Contrary to what you’ve heard, you absolutely CAN judge a book by its cover. This applies even more to a children’s book. A lack of care for the cover = a lack of care for the contents. Certainly, there are some exceptions; but by and large, this holds true.

Fortunately, there are some very simple things to avoid when you’re designing a book cover.

  1. Tiny Titles

Here’s a simple rule of thumb: make your title bigger. Your cover art should come second to your title. Remember, most people are going to see your title on screen as a thumbnail. Look at your cover at that small size (around 200px in height) and see if you can easily read the title. If not, MAKE YOUR TITLE BIGGER.

The same applies, by the way, to the author’s name.

2. Font Crimes

Do you have more than three fonts on your cover? Are your fonts complex and hard to read (even at full-size)? Have your fonts been stretched or squeezed to fit your cover?
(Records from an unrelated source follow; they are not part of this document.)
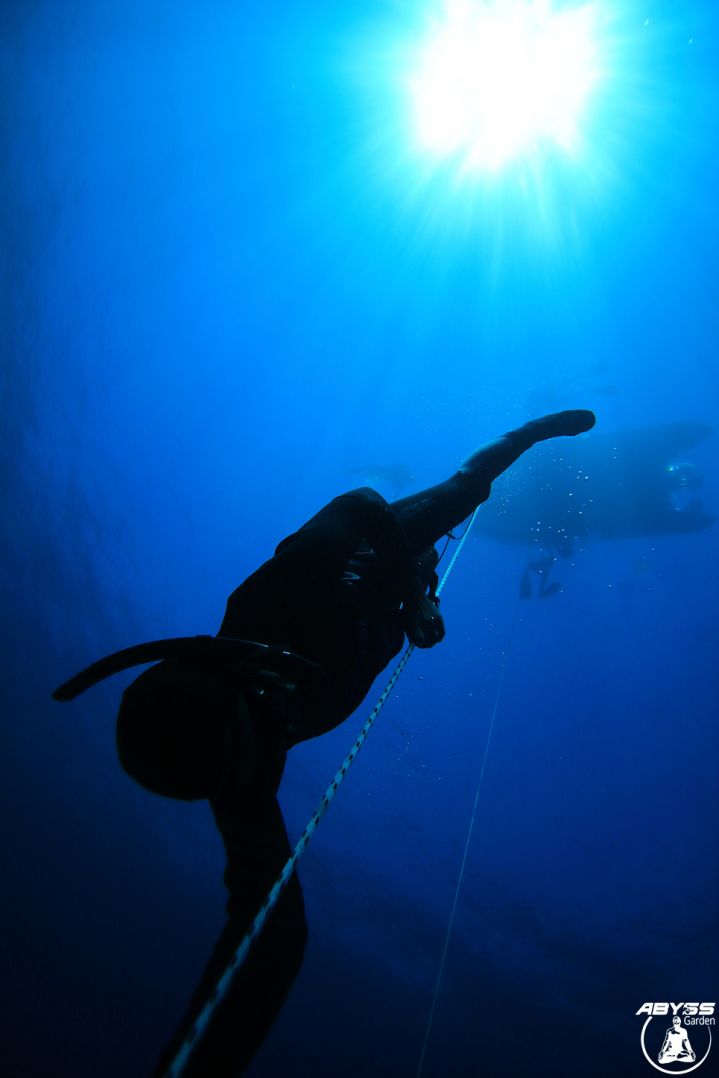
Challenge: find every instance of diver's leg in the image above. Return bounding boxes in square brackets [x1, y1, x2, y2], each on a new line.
[155, 728, 307, 1078]
[390, 410, 596, 557]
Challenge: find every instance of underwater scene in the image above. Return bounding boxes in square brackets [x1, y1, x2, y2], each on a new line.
[0, 0, 719, 1078]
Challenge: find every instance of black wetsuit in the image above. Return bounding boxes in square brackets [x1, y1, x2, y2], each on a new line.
[156, 412, 594, 1078]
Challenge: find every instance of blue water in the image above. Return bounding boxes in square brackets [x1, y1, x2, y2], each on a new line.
[0, 0, 719, 1078]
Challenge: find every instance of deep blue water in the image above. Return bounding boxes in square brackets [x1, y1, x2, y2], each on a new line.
[0, 0, 719, 1078]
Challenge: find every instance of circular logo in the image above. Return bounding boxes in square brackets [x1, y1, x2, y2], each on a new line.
[641, 1015, 711, 1075]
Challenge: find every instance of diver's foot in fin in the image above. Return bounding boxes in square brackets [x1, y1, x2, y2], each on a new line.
[517, 409, 597, 442]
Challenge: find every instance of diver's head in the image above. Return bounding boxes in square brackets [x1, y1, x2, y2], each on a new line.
[666, 460, 704, 490]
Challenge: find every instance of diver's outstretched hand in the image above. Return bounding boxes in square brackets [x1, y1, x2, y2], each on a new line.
[459, 409, 597, 485]
[403, 595, 444, 648]
[520, 409, 597, 442]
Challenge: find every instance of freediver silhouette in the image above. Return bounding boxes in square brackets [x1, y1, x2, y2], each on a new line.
[54, 410, 596, 1078]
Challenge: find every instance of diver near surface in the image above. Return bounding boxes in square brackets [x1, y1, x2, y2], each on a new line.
[55, 410, 595, 1078]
You’ve just committed a font crime.

It might be tempting to use a “fun” font, but if it’s not easy to read, it’s useless. Stick with one or two good fonts that compliment each other, and NEVER stretch, squeeze, or otherwise violate your fonts.

3. “Art-in-a-Box”

This is a surprisingly prevalent sin. Perhaps because Amazon makes it so easy to commit this one with their stock cover design. Do not, under any circumstances, put your art in a box. It’s generic, it’s unattractive, and it’s lazy. It’s the easiest way to get your book ignored.

4. Clip Art

Do not EVER use clip art – even if you purchase it. If you found it online (or, God forbid, in Microsoft Word), then others have found it as well. Your book is unique and it deserves custom treatment.
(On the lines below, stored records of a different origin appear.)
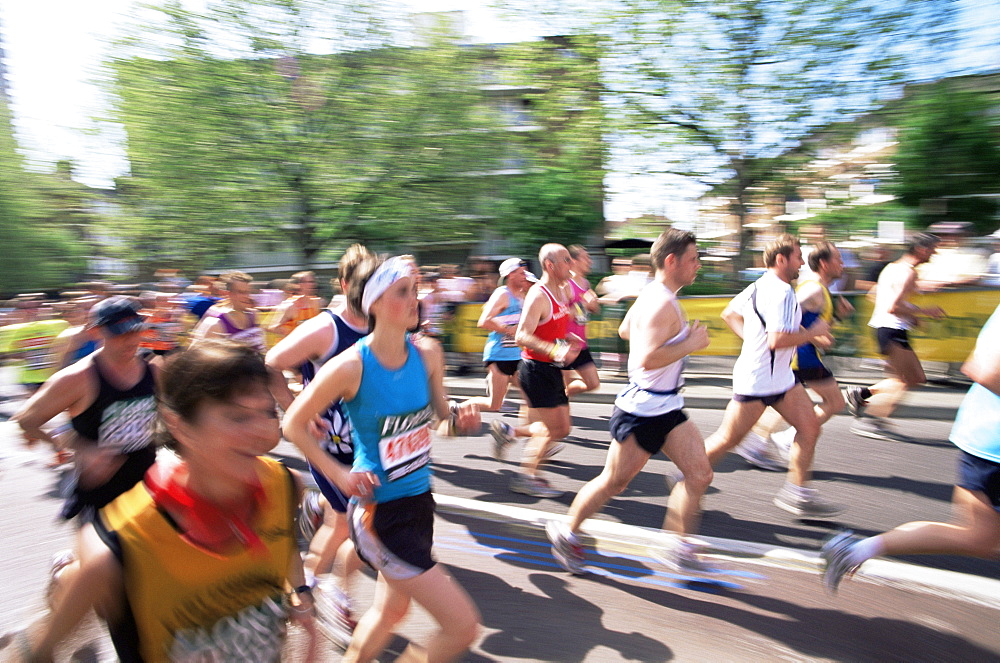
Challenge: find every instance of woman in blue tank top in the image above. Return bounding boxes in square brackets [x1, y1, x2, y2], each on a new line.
[284, 258, 481, 661]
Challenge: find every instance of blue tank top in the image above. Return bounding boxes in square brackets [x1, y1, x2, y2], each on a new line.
[951, 306, 1000, 463]
[483, 286, 524, 361]
[343, 337, 434, 502]
[299, 309, 368, 465]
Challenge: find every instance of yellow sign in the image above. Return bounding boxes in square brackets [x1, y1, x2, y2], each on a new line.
[449, 289, 1000, 363]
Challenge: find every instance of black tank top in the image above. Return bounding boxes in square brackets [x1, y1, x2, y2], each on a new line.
[71, 358, 156, 453]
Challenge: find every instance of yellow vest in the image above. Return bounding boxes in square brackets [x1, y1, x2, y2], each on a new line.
[101, 458, 298, 661]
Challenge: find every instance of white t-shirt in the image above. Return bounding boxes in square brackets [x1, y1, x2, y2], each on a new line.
[729, 270, 802, 396]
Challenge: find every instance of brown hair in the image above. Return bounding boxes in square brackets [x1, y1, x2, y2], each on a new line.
[809, 241, 837, 273]
[345, 252, 385, 329]
[219, 270, 253, 290]
[157, 338, 268, 447]
[764, 233, 799, 267]
[649, 228, 698, 269]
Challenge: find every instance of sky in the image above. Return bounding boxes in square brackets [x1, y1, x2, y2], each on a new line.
[0, 0, 1000, 226]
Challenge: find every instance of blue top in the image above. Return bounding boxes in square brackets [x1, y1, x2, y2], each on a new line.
[343, 336, 434, 502]
[483, 286, 524, 361]
[299, 309, 368, 465]
[951, 306, 1000, 463]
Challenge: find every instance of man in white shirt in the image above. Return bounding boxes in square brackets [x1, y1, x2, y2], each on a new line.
[705, 234, 843, 518]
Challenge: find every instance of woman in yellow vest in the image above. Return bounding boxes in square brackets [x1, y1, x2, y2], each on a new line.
[21, 340, 315, 661]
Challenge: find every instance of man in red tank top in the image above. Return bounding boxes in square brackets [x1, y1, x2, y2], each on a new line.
[490, 244, 583, 497]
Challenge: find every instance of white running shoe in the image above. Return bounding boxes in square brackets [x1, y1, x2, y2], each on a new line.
[733, 431, 788, 472]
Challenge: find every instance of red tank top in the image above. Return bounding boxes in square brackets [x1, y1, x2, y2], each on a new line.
[521, 283, 569, 363]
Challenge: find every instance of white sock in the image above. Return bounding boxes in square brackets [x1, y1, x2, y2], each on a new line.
[771, 427, 795, 456]
[848, 536, 885, 564]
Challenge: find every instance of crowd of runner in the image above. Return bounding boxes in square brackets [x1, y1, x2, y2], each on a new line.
[0, 229, 1000, 661]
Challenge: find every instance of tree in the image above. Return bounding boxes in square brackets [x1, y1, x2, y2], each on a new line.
[0, 99, 85, 295]
[894, 81, 1000, 234]
[504, 0, 954, 270]
[110, 0, 516, 264]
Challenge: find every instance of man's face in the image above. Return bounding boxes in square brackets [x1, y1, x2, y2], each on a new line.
[819, 249, 844, 279]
5. Generic Stock Photography

Similar to the previous sin: do not use a generic stock image that you find online. This doesn’t mean you can’t use stock photography at all. Stock has its place, and images can be combined or treated to create an effective, attractive cover. But a generic stock image? That’s a sin.

6. Crowding

You do not need to tell the full story on the cover. The simpler your cover, the more impactful it’s bound to be. Remember the point about the thumbnail? Same applies here. Don’t crowd your cover with endless detail. Less is (almost always) more.

7. DIY Design

If you are not a professional designer, do not design your own book cover. Even if you are a professional designer, you may want to consider this carefully. You might save a few bucks now by trying to DIY, but you’re doing so at the cost of your book’s ultimate success.